Estava pensando em publicar no LinkedIn um outro texto mais confessional. Meu último (ou o primeiro depois de muitos anos) tinha esse sentimento, pelo menos pra mim. Aquilo ali anda cheio demais de gente postando coisas criadas por robôs.
Queria falar dos meus trampos. Da puta dificuldade em criar um portifólio que entregasse tudo o que eu gostaria que fosse visto, mas também da incapacidade de contar em detalhes o que me aconteceu nestas empresas, nestes contratos.
Às vésperas dos meus 42 anos, meu portfólio é um relicário.
É como se fosse um baú de demandas às vezes pequenas e grandiosas, às vezes gigantes e sem sentido. Quando penso nisso, imagino um baú dourado, desses de filmes da Sessão da Tarde ou aquela maleta do Pulp Fiction que sempre ilumina o rosto de quem abre. No meu caso, a luz dourada tem uns tons de cinza talvez um pouco menos interessantes.

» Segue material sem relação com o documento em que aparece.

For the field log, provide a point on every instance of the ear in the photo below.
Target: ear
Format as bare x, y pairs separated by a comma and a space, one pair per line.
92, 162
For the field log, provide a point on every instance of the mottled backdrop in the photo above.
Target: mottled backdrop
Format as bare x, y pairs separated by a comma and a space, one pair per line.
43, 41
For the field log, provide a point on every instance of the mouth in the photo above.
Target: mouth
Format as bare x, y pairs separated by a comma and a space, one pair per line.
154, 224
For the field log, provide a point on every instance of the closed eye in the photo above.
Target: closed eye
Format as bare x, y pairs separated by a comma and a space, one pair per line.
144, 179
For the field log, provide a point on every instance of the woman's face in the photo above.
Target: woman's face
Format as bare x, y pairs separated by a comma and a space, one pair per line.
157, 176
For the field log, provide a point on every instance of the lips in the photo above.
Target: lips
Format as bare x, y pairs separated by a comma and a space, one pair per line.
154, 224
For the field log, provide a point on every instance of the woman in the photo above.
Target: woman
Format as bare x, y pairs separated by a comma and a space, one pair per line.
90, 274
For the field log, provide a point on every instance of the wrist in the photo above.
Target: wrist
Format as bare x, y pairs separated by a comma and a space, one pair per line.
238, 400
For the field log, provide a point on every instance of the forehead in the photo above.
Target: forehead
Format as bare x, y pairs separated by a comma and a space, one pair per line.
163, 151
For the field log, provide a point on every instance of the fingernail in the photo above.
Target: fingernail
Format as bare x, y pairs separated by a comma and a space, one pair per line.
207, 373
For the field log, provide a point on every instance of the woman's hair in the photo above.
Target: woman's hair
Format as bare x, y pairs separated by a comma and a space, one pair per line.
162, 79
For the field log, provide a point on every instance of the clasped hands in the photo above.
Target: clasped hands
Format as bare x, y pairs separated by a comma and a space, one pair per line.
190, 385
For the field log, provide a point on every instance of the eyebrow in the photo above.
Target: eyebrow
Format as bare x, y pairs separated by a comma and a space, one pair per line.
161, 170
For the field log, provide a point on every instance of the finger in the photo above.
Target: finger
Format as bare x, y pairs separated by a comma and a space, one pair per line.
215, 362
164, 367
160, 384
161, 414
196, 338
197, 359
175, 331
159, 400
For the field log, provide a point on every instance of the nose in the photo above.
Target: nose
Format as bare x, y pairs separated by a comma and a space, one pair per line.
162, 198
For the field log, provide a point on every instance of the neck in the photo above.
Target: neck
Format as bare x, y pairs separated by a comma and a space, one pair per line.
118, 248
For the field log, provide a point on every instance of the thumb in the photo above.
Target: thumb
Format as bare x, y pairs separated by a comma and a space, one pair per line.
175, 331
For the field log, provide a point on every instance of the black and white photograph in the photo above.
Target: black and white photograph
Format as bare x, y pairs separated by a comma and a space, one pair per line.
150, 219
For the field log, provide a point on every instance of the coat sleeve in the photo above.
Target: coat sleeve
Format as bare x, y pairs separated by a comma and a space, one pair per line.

Acontece que um dos principais problemas em ser da ala digital da classe trabalhadora é envelhecer. Não me entenda errado, eu acredito que envelhecer tendo participado desta geração híbrida (gente que usou orelhões e conheceu o chatGPT) e ter trabalhado em várias empresas é super importante pra, sei lá, não cair em golpes tão fácil e entender mais do que me orgulho sobre a babaquice corporativa.
Pronto, já sei que esse aqui não vai pro LinkedIn.
Existe uma linha muito frágil em a) ter tido blogs e aprendido html/css no começo dos anos 2000; e b) saber criar sites usando um prompt no Lovable. De jeito nenhum quero desmerecer essa nova era do no-code (afinal, criei até uma parada com isso, um dia conto melhor), mas é inegável que ela faz as pessoas terem menos interesse em aprender o básico.
Na beirada dos 42 anos de idade, ainda me sinto um garoto tentando encontrar espaço num mercado de trabalho cada vez mais cruel, automatizado e que, ao que me parece, liga cada vez menos para as empresonas em que você esteve ou pras suas experiências. A não ser que você crie um storytelling bizarro que poderia estar numa minissérie da Globo e apresente isso na entrevista pelo Teams em formato ppt e cheio de animações divertidas.
Estou chamando esta época da vida de “prezinho do etarismo”, onde a gente tá tentando entender porque esse moleque de 21 anos está pagando de sabe-tudo e me considerando um “velho paia” e como vai ser daqui uns dez anos quando as empresas vão parar de me considerar para trabalhos, afinal, nesta fase da vida você já será um autêntico velho paia que cai em golpes aleatórios e conta histórias fora de hora ou contexto para as gerações mais novas.
“This too shall pass”.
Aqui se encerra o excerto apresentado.